Enfim, por outro lado, sou bem chato para ler livros deste gênero. Além da falta de tempo (esse é o mais cruel!). E quando o Hugo Luminato me falou do livro dele, pelo título e pela capa, confesso que fiquei meio assim. Não por ele, que sempre foi um querido (participou inclusive do meu Congresso Nacional de Literatura Queer como palestrante, e mandou muito bem: menino brilhante!). Mas o último livro que li sobre, de um escritor gay, não gostei. Motivo? O livro deste outro autor narrava várias cenas de sexo, grupais, relacionamentos a três e, pronto, nada além disso. Sério! Um livro vazio do início ao fim. Infelizmente. Logo, é difícil você arrumar tempo para ler e mais difícil ainda dizer pro autor que você não gostou do livro dele (O que acontece. Eu não gostei mas imagino que outros tenham gostado. Simples assim).

Mas, o do Hugo, felizmente, foi diferente.

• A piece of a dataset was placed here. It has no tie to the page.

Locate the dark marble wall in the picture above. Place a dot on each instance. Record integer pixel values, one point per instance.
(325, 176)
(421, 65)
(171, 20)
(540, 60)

Pra mim, que ama esse tipo de literatura, e que  incentiva sua leitura e escrita, o autor tem que ser muito artista para dosar bem o conteúdo erótico da história em si. Sim, tem que ter história (por mais que o conto seja curto, como em Ursos Perversos)! Transar por transar, sexo por sexo, até na vida, é algo delicioso. Mas só ele em si, não agrega nada. Não aprendemos nada. É bom transar e, depois de gozar, falar sobre coisas interessantes, não? Literatura erótica boa é aquela que você lê, se excita, e também acompanha sentimentos. Tem história. Tem vida! Você vê o personagem (ou personagens) sofrendo, vencendo, perdendo, ganhando; você vê que tem coisas a mais do que a simples trepada.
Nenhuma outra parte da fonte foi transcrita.